As we have just shown, people have been blaming their problems on a duplicate other for centuries. Fairies and other spirits may have been the justification hundreds of years ago, but now it’s a perverted understanding of science via clones and deepfakes. Members of the alt-right have used this mentality to create a world where they are the valiant heroes in a struggle against an all-powerful deep state.

There will undoubtedly be some adherents who abandon this justification now that Trump's power has diminished. Much of the QAnon worldview is centered on Donald Trump, and despite what many may claim, he is no longer in office. There is only so much cognitive dissonance that some individuals will be able to maintain before setting the QAnon conspiracy away for good. As one of them recently posted in the group R Trust the plan:

“I feel abandoned. Trump was supposed to save us from communism. I put my trust in him. It is now gone. There is no plan. It’s finally hitting me.”

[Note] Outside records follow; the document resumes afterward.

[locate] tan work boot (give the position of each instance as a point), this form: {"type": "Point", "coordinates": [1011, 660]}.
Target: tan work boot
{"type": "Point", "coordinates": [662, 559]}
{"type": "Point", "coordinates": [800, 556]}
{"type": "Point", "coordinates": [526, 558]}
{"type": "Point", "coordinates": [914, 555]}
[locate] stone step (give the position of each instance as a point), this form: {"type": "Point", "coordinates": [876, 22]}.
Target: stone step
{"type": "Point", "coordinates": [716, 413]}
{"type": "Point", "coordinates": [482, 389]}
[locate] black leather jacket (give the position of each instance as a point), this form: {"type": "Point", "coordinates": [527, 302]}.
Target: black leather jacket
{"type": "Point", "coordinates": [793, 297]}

It’s unlikely, however, that this burnout will affect the majority of adherents. After the attempted January 6th insurrection, a staggering 8% of Americans claimed that the QAnon conspiracy theory was “very accurate” in a Morning Consult pollIf the online activity we have noted is any indication, many will continue to believe in it. Once someone can explain away every inconsistency by saying, “a clone did it,” it becomes tough to argue with them.

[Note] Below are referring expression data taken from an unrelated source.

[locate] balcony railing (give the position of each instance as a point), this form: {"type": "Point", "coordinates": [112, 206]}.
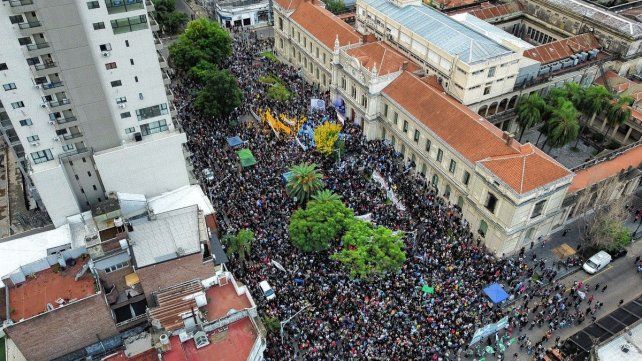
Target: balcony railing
{"type": "Point", "coordinates": [30, 24]}
{"type": "Point", "coordinates": [37, 46]}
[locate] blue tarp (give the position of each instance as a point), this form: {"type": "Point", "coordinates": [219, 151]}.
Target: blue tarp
{"type": "Point", "coordinates": [496, 293]}
{"type": "Point", "coordinates": [234, 141]}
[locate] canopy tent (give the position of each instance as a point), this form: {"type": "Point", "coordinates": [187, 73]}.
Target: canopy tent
{"type": "Point", "coordinates": [496, 293]}
{"type": "Point", "coordinates": [247, 158]}
{"type": "Point", "coordinates": [234, 141]}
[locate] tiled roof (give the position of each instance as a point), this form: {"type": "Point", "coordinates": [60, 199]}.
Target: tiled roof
{"type": "Point", "coordinates": [324, 25]}
{"type": "Point", "coordinates": [444, 32]}
{"type": "Point", "coordinates": [521, 167]}
{"type": "Point", "coordinates": [383, 57]}
{"type": "Point", "coordinates": [606, 169]}
{"type": "Point", "coordinates": [562, 49]}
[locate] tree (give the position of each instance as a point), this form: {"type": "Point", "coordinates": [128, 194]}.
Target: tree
{"type": "Point", "coordinates": [239, 244]}
{"type": "Point", "coordinates": [596, 100]}
{"type": "Point", "coordinates": [202, 40]}
{"type": "Point", "coordinates": [326, 136]}
{"type": "Point", "coordinates": [320, 223]}
{"type": "Point", "coordinates": [219, 95]}
{"type": "Point", "coordinates": [618, 113]}
{"type": "Point", "coordinates": [563, 126]}
{"type": "Point", "coordinates": [529, 112]}
{"type": "Point", "coordinates": [369, 250]}
{"type": "Point", "coordinates": [306, 180]}
{"type": "Point", "coordinates": [335, 6]}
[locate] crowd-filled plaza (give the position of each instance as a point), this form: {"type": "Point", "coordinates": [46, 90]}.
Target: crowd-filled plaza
{"type": "Point", "coordinates": [389, 316]}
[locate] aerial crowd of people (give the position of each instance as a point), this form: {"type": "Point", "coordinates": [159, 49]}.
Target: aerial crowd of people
{"type": "Point", "coordinates": [329, 314]}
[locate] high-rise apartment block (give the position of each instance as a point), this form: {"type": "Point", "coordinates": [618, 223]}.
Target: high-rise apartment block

We need to understand that this has nothing to do with facts and logic and has everything with finding a worldview that gives people a sense of control. Conspiracy theories are about allowing individuals to make sense of events and feelings they do not understand or wish to process, and it has been happening for a long time. People on alt-right message boards cling to the screenshots of newspaper headlines in much the same way parents of alleged changelings clung to discarded eggshells to identify evil. They are rituals meant to alleviate unrelated stress and anxiety.

While we have started to make some headway in combatting this distorted way of thinking, there is no magic bullet. Debunking campaigns and education efforts may be effective as a form of prevention, but conspiracy theories are generally hard to combat once they have become firmly entrenched within an individual’s mindset. We still understand so little about people's susceptibility to conspiracy theories over time. Some research suggests that improving people’s material well-being is one of the best ways to combat them, which means that conspiracy theorists will require robust support networks to change their behavior.

If we want to mitigate conspiratorial thinking, we need to recognize that this is not a conservative anomaly but a modern iteration of an ancient impulse. No one is immune to it, and unless we start developing some social tools to combat it, the specter of clones and doppelgängers will continue to haunt us for years to come.